Everyone is awaiting the miracle signal of a housing bottom. False media-hyped-market-predictions are certain to play an important role in each of our lives. Listed below are a few of the recent indicators that present opportunities for newscasters to call a market improvement or decline.
- May annualized sales pace of home resales expected by NAR are 4.8 million, down 33% from our 2005 peak.
- Annualized new home sales expected for 2009 are 360,000, down 72% from our 2005 peak.
- Depending on your location, average mean home prices are down by 5% to 38% from the 2005/2006 peaks. May 2008 to May 2009 has the worst statistic with a decline of 14.9% on average.
- Commerce Department reported a sales drop of 0.6 percent in new home sales in May.
- Sales of existing home sales rose by 2.4 % from April to May 2009. This represents the third monthly increase this year.
- The number of unsold homes inventory fell 3.5% in May. This means there is a 9.6 month supply of property at the current sales pace. Normal market is 6 months or fewer, however the 3.5% improvement shows signs of market turnaround.
- The worst hit markets are showing inventory improvements. For instance, California has market supply of inventory for average priced homes at a 6 month level. These levels signify a market bottom.
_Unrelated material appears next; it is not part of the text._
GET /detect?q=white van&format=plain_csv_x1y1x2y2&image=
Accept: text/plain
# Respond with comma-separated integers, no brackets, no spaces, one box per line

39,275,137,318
Enough of statistics, the numbers confuse the best economists, let alone you. The bottom line is that real estate has market cycles. What goes up, has its time to go down, and then to stabilize. For those of you who enjoy analogies, we are in the 9th inning of this market downturn. Our next game is market stabilization (usually a 3 year time period). This means prices are somewhat flat while demand and supply equalize.